The evening quiet at the Villa Saraswati was soothing after the heat of day. Each night, I especially enjoyed winding down – sipping on a cold beer and eating a bowl of delicious, freshly roasted peanuts. I also loved swimming a few cooling laps in the pool just steps from my bedroom, late at night and early in the morning. Being the naïve one that I am, I had no idea that Saraswati was the goddess of knowledge, music, arts, and nature. It figures that I would choose “her” villa for my first Balinese sojourn. According to my Wikipedia sources (oh no, it’s come to that!)…
Saraswati is a part of the trinity of
Saraswati, Lakshmi and Parvati. All the three forms help the trinity of Brahma, Vishnu and Shiva in the creation, maintenance and destruction of the Universe.
Most of my Bali highlights took place away from the crowds. I can not seem to get enough of the Vishnu stories, the various representations of the gods, the ogres, and cool animistic sculptures. One day, I spent the better part of an afternoon and early evening visiting two temples – one dating back to the 1600’s and the second, to the 1500’s. One inland. One on the ocean. The latter, Tanah Lot, is highly commercialized and visitors of every stripe pay their way into a market area with hundreds of souvenir stores on the bluff.
The waves, quietly erode the temple. Some visitors come to bathe or dip themselves or children in the holy water; some pay homage to real snakes that symbolically represent those that guarded the temple from their cave on the beach.

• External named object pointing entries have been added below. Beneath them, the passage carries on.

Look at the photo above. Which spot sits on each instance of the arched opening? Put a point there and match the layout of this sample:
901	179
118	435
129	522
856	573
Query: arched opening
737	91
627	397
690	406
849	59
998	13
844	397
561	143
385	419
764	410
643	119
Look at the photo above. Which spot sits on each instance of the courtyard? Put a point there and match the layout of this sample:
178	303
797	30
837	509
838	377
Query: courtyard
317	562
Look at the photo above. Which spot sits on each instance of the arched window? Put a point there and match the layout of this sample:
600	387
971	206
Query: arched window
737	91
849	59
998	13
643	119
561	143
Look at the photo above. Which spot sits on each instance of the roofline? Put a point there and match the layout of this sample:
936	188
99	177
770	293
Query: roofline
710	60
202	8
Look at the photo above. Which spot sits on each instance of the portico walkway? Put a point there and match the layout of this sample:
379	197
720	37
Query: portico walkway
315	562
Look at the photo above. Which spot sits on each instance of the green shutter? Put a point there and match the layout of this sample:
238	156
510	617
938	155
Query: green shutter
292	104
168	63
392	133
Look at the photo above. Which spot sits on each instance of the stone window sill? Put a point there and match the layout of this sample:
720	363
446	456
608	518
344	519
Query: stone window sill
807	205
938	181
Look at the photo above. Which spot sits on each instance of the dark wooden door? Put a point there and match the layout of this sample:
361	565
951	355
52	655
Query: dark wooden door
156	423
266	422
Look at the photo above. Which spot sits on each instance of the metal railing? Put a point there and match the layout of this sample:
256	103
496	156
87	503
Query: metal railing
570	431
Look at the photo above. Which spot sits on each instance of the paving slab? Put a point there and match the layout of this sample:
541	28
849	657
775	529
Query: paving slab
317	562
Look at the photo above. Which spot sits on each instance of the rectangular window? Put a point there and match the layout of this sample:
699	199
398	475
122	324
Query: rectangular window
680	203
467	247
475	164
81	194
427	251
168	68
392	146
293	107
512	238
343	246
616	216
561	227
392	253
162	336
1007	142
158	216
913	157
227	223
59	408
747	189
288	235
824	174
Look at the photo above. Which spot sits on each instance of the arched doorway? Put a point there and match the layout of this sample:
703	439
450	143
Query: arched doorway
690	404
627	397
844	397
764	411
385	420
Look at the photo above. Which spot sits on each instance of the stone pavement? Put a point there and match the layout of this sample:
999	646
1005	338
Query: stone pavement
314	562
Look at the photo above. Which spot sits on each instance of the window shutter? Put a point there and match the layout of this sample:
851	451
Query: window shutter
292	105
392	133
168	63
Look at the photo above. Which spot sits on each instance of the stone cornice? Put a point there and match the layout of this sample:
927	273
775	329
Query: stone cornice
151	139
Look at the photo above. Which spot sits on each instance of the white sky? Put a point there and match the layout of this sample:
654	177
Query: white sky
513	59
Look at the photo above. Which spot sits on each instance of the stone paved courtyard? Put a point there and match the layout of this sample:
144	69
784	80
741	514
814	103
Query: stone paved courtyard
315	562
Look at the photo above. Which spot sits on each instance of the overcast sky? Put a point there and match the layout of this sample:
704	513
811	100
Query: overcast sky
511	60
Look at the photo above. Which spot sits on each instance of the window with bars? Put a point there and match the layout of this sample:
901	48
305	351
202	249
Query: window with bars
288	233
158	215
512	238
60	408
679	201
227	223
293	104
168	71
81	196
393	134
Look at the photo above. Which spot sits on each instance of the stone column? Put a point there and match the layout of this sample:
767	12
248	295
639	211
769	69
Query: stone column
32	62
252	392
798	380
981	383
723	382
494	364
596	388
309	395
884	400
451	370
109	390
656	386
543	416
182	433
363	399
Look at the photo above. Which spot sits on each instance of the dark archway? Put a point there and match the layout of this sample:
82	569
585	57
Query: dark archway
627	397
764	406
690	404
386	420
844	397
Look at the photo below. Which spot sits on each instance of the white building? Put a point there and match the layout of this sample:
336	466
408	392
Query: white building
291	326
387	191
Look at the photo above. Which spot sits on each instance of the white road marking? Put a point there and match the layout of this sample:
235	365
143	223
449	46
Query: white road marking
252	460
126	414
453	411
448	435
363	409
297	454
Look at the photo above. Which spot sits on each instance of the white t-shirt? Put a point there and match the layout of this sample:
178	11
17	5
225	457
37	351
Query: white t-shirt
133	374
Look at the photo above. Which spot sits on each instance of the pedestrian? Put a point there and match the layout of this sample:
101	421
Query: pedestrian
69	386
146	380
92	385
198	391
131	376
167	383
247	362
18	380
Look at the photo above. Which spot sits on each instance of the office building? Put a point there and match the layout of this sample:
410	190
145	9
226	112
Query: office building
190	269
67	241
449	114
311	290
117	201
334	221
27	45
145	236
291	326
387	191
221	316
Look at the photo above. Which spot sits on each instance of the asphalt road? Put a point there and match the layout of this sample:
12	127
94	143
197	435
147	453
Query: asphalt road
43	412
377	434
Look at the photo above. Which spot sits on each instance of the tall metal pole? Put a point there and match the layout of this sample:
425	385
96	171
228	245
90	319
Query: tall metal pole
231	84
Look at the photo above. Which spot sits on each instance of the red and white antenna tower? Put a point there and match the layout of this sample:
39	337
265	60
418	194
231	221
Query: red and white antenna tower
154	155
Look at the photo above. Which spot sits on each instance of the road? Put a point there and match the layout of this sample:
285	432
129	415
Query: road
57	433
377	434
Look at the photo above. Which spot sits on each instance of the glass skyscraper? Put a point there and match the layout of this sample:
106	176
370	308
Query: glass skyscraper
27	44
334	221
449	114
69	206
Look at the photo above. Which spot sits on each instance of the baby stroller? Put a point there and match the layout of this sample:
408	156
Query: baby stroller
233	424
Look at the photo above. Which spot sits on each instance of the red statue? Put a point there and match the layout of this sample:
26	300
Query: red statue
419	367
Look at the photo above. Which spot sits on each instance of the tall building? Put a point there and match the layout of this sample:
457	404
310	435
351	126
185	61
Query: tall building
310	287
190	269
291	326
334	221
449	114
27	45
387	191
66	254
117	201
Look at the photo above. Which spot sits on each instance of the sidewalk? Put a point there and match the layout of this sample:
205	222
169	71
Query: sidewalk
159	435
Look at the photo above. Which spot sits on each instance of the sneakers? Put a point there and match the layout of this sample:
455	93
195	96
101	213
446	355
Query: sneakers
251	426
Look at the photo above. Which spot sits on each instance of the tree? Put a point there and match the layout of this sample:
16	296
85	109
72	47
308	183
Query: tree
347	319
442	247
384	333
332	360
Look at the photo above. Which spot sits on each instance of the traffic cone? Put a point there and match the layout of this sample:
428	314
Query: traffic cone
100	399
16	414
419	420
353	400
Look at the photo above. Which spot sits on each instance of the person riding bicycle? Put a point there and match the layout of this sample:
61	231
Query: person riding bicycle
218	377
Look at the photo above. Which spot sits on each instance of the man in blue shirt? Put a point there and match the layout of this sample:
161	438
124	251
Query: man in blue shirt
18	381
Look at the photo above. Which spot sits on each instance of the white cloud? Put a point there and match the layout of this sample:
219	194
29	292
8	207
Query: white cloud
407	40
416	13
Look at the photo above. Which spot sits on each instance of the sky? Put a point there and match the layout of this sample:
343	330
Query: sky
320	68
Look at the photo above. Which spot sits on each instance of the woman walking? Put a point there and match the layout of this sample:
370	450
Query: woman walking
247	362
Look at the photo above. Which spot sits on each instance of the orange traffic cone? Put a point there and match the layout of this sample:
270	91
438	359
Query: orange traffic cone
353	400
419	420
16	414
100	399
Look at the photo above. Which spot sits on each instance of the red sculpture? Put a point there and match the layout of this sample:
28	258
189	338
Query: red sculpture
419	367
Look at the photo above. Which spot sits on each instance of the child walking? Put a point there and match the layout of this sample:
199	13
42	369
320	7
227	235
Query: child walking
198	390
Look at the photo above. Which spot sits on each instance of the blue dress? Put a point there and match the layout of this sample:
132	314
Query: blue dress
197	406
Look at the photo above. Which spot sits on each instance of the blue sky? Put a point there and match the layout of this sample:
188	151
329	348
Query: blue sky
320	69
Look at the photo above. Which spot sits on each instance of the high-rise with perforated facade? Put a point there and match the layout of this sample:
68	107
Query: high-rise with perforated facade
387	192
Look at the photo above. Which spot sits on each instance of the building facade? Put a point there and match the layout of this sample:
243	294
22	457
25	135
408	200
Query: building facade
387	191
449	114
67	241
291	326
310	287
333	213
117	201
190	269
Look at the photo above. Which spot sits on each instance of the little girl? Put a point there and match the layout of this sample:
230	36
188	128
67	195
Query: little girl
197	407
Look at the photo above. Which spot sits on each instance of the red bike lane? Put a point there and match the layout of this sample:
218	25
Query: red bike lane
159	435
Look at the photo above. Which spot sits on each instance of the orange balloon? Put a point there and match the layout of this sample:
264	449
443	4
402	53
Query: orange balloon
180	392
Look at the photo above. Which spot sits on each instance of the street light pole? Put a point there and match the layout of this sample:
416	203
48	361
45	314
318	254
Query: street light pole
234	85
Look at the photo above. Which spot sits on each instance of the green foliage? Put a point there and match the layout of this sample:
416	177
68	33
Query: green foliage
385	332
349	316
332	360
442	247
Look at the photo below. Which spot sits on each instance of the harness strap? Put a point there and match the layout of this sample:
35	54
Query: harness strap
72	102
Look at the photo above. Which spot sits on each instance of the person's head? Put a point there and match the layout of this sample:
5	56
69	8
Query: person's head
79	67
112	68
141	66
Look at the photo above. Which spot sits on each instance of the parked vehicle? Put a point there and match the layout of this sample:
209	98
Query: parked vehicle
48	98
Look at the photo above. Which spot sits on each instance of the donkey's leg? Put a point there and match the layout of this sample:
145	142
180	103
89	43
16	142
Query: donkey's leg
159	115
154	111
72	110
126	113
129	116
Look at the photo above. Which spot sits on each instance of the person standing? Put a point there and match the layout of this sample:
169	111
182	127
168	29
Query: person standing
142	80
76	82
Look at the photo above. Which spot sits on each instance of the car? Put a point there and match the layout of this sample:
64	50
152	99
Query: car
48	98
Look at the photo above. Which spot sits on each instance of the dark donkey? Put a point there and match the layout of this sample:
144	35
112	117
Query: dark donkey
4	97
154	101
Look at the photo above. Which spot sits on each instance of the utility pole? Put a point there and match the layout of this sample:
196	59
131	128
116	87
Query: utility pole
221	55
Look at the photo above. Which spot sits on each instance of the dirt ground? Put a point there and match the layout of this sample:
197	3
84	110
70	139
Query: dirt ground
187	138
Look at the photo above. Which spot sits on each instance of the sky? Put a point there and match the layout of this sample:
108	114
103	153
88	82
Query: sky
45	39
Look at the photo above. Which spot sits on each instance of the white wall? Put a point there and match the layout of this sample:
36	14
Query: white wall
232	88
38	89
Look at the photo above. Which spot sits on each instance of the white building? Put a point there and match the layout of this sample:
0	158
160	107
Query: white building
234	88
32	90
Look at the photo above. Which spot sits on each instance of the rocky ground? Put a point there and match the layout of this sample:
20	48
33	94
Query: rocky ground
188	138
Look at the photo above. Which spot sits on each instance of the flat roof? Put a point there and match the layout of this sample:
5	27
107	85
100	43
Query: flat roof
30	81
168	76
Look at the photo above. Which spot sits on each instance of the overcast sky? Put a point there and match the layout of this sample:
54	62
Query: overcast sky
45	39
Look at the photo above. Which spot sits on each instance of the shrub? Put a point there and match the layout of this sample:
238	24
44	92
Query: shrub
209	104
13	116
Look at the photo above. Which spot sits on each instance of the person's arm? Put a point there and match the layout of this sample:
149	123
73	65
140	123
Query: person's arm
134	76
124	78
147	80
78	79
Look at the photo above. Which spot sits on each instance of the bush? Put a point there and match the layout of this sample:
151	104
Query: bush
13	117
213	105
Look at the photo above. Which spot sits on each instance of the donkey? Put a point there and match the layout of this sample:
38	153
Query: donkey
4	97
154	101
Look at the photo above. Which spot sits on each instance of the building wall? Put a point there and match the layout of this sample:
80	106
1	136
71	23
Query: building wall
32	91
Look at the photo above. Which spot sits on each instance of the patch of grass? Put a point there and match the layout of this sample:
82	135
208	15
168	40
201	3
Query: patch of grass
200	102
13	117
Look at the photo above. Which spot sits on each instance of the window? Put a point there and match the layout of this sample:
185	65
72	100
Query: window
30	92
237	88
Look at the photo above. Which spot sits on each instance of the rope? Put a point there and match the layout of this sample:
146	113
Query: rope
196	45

There are a series of alluring mini-temples stretched across the bluff. With the ocean waves and the sunsets, it’s no wonder that the place is crowded. The inland temple, on the other hand, was quieter and sat in front of a beautiful green park and next to a gorge. There were roosters caged on each corner of an interior courtyard. An adjacent area continues to be used for cockfights. Everywhere I went, I saw caged roosters, and even cages for sale.
On my second full day, I left early in the morning heading by van for an area adjacent to a volcano for a half-day of downhill biking. Way up high, with overcast skies, the air felt almost cool as I scooted downhill. I tried to find my Zen place and enjoy the views rather than worry about the bike’s worn brake pads and bald tires – the owners of this Bali biking company were not terribly invested in routine bike maintenance. In addition to the pleasure of biking through small villages on back roads and visiting a family’s compound, we got to bike through a rice field. I admired the water systems, that snake their way around and through the fields and of course, the hard work (mostly women’s) of planting and picking the rice two or three harvests per year, depending on the type.

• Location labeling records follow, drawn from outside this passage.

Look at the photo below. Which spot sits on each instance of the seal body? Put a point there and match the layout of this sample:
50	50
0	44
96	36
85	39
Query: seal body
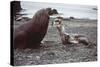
31	34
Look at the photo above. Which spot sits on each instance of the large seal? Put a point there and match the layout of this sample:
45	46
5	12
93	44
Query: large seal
31	34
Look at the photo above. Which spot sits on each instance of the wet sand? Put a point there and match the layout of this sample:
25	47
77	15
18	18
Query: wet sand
52	50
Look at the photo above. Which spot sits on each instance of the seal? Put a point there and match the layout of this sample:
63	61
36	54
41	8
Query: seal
30	34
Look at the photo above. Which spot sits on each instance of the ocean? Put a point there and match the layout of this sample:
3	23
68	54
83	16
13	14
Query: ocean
65	10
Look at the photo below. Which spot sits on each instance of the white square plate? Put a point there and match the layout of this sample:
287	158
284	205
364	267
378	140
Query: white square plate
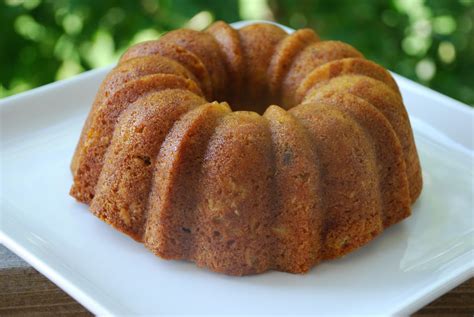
405	268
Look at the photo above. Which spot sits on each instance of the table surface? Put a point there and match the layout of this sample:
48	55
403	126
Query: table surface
24	291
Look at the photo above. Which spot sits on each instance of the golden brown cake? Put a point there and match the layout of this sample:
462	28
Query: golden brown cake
184	151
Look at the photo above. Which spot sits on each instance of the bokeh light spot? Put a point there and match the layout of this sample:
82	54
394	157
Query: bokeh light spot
200	21
425	69
27	27
145	35
298	21
72	24
447	52
444	25
255	10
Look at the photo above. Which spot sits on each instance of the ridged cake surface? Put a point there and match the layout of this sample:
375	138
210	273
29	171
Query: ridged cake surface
247	150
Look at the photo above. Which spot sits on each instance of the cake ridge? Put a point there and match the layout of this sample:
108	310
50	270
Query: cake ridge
345	66
96	141
171	205
297	225
287	50
181	55
391	106
390	156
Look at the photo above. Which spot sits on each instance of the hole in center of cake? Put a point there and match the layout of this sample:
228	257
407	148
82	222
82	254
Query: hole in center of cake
245	103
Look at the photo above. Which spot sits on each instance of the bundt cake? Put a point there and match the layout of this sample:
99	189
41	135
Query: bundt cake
181	150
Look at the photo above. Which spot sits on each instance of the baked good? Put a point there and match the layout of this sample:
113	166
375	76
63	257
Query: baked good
181	151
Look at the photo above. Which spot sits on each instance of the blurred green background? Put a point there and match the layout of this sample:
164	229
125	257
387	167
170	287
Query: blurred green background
431	42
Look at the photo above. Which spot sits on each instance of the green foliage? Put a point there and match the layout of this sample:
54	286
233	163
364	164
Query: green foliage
430	41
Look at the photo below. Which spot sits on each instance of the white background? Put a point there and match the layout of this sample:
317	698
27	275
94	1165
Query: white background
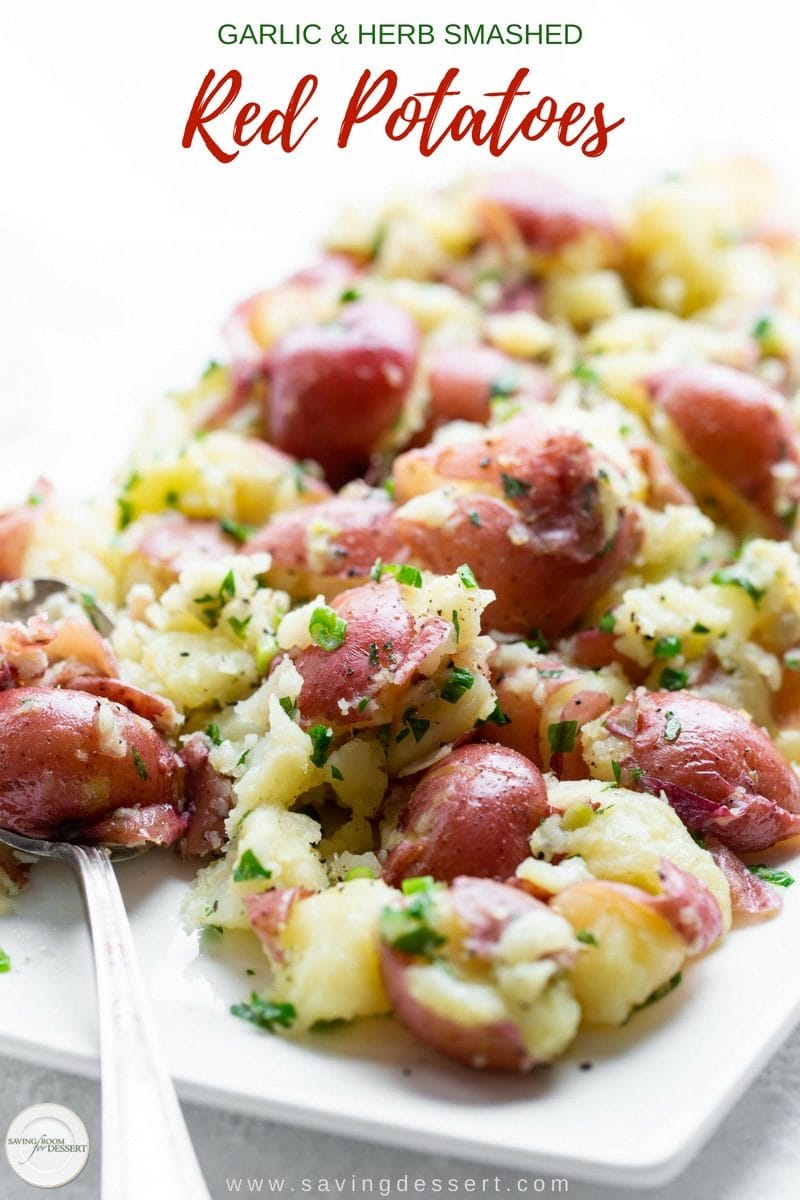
120	253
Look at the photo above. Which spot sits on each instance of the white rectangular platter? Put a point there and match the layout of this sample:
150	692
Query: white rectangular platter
656	1089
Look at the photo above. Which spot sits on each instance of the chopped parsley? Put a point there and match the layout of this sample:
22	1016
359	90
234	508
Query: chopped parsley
606	623
459	682
536	641
672	679
264	1013
322	738
410	929
732	576
416	883
513	487
561	736
763	329
410	576
142	771
124	513
672	727
326	629
250	868
659	994
228	587
236	531
771	875
581	371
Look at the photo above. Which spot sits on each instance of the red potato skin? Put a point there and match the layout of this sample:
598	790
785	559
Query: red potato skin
365	532
663	487
535	588
491	1047
524	712
376	616
55	777
689	906
721	773
209	799
157	825
543	214
335	390
462	381
175	541
738	426
269	913
487	909
470	814
545	551
146	705
749	894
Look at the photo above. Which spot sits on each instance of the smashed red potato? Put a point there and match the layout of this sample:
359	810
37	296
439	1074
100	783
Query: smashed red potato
457	619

On my final morning, with only one last “chunk” of expendable time, I took an hour-long walk through the terraced paddies of Tegalalang, a small village about 20 minutes from Ubud. Feeling a bit like I was walking into some strange mystical story, every five minutes or so, I would meet an older Bali person. I interacted with each as I walked my way along a narrow path toward terraced rice paddies. The green color floored me even as each person stopped me. One wanted me to buy postcards, another coconuts, another (the smelly) durian fruit, and another two simply wanted me to pay passage.

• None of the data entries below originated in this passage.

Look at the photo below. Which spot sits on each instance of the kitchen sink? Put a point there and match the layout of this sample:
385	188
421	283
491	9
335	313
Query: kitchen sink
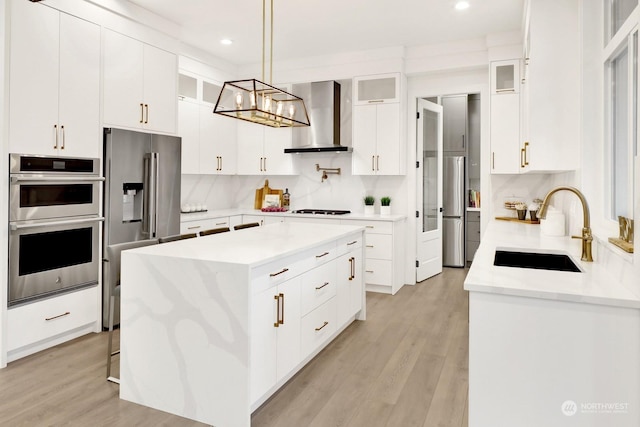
536	260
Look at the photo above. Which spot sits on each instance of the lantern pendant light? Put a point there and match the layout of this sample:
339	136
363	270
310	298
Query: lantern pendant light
258	102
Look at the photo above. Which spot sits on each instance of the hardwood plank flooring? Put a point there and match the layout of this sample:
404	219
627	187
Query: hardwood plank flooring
406	365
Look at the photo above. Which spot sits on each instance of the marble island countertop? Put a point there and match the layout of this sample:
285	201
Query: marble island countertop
197	216
253	246
593	285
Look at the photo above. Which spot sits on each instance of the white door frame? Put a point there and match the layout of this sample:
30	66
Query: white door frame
428	243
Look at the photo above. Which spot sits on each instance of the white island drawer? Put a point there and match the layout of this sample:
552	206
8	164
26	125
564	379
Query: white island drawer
44	319
317	327
318	286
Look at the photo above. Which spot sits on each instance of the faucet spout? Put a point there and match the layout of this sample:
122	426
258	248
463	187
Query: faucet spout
587	237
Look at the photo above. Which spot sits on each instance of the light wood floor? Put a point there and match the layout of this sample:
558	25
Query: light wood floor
406	365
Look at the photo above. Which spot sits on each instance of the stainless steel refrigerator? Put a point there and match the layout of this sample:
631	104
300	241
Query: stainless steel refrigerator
142	191
453	213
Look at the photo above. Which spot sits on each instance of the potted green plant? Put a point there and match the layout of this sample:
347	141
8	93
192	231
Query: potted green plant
369	201
385	205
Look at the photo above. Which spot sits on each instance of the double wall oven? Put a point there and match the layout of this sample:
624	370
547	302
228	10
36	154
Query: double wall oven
54	224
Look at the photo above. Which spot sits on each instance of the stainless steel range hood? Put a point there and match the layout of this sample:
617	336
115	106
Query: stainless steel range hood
323	101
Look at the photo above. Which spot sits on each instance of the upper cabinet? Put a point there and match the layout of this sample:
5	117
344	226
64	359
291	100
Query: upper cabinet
208	140
54	89
139	84
535	116
505	77
378	146
551	96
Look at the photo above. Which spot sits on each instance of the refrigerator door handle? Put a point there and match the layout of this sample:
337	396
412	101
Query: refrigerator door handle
150	186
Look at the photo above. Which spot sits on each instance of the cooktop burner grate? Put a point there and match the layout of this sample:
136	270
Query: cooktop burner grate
321	211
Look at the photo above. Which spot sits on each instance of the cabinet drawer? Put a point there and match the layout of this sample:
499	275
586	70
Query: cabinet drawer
318	286
378	227
473	231
379	246
378	272
317	327
348	244
40	320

Walking further and further into the terraced wonderland, I dared myself to quit moving, to quit wiping away, to quit wiping away the sweat and to simply be still. The reward for being still was to enjoy the loud sounds of insects, roosters, cows, and water. I saw reddish brown dragonflies, an egret, a snake, and two lizards. I also saw a handful of people working the terraces. Sadly, I had to retrace my steps and unwind the dream, sit in a van, and drive to an airport, zipping through and around traffic, tourists, and beckoning walled compounds and temples and palm trees and ocean.
So, as I leave Bali – I realize I have really seen next to nothing yet. How could I having only two full days to visit?
My hope is to bring my family back to Bali – those who will come – and visit the far north, visit some of the museums, sample the beaches, and enjoy meeting more of the kind people and tasting more of the delicious food. Each evening, I enjoyed a vegetarian dinner that consisted of fresh, lightly stir-fried vegetables and tofu served with slices of freshly grilled eggplant slices, and a cone of white rice. The meal sat on a banana leaf. Alongside the dish sat a bowl of soy sauce with slices of fresh, yellow peppers floating within; the peppers subtly burn the crap out of anyone who will try them. The heat is addictive. Bali is cool. I will have to pray my way back! Vishnu. Waves. Biking. And Rice.
And so, I prepare to leave this part of the world but two last days await: one in Singapore where I have met (and will say goodbye to) amazing colleagues in this 21st Century city that hums along on the other side of my expanding universe; the final day will be a quick in and out of Hong Kong.